As a little girl, I didn't play dress up (although I went through a black phase, and then an everything-must-match-including-my-scrunchy-and-socks-and-it-all-must-alternate-between-colors-in-a-parallel-fashion phase). I dressed up my barbies and stuffed animals,
and gave them complicated relationships and lives. My sister and I would even make water beds for our virtual world (We used Zip-Loc bags and even filled them with warm water so our barbies wouldn't get cold). The funnest part was setting it all up. After it was all done, Emily would usually wander off, and I would be left to manage the farm.
ALL DAY

Years later, it would seem that I have become my own barbie doll.
I came to this conclusion yesterday as I was playing dress up by myself.
I sing with a group, Musica Antiqua. We sing all sorts of period pieces, most of which you have probably never heard of. Mostly we sing stuff written by various Kings and Queens of England who lived several hundreds of years ago.

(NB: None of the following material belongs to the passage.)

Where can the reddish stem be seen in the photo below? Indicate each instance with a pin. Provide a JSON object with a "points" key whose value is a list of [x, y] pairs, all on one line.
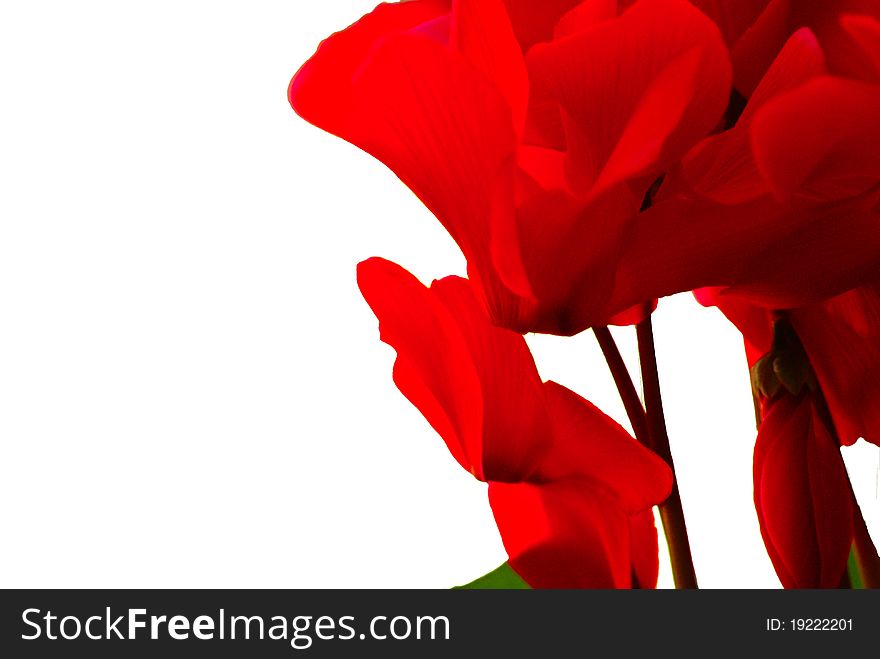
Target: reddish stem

I dig this kinda thing. In college, I had to complete a whole wad of Literature courses, and my favorite were British Literature. So, I guess you could say I was destined to sing with other Old Literature buffs like me (and just so you know, Lancelot was a French creation to make Sir Galahad and the other British Knights look bad...Just so you know...)! 

Anywho, every fall and spring, Musica Antiqua gives various performances and we all dress up. After exponentially gaining weight, I decided that I should probably make a new costume (plus the fact that I washed my other one and it shriveled into a stringy mess.). So I wandered over to Wal-Mart yesterday and drove my children crazy by staring at brocade
for 2 hours. Both of them were trying to end their misery by attempting to cast themselves out of the cart. After chosing a nice (meaning cheap) fabric, I went home and proceeded to spend the rest of the day under my sewing machine.

ALL DAY
Five hundred pattern pieces and 12 episodes of "Bonanza" later
(yes, I am hopelessly addicted to "Bonanza." I can't help myself. Maybe it's that the Cartwrights are Knights in their own right...maybe it's the good vs. evil...or maybe it's because Michael Landon
is SO CUTE! Woo Woo!) I had me a dress.


I finished my project at midnight, and figured I should try on my medieval creation. It actually fit, and I was a little surprised, and as I looked in the mirror, I suddenly felt very silly. Here I am, a grown woman, playing dress up in the middle of the night. It was a mix of elation and embarassment as I woke my husband up to show him. He thought it was "very nice" and promptly went back to sleep...Well, he actually sat up and said "that is very beautiful! You did a good job!" A few minutes later, I quietly walked into the room, gently touched him and said "uh, Jeremy? Can you wake up? I am stuck in my costume." A true Barbie to the core, I couldn't change my own clothes.
Comments
I want a sewing machine so much... I don't know how to use one, but I want to learn. I figure I'll start easy and make some curtains... seeing as how you simply CANT get curtains the right length unless you pay hundreds (or thousands) of dollars for a specialist to come in... sigh... one day.
"xvpod"
Also, that's awesome that you can sew like that.
While I was living in Minnesota, I made my own winter coat, kind of like a parka. I cut out the outer skin, the lining, and the fluffy stuffing, using a pattern that I made from taking apart an old wind-breaker. I did not, however, make the skin bigger then the fluffy stuffing, nor did I make the lining smaller than the fluffy stuffing. They were all cut to exactly the same deminsions. When I sewed it all together (I borrowed a sewing machine) it looked beautiful. When I put it on I felt like I had just been consummed by a boa constrictor and looked like the pillsbury Dough-boy. But I did wear it all that winter. Over the summer, all three days of it, the coat mysteriously disappeared.
And ziploc bags for Barbie waterbeds?! That's brilliant!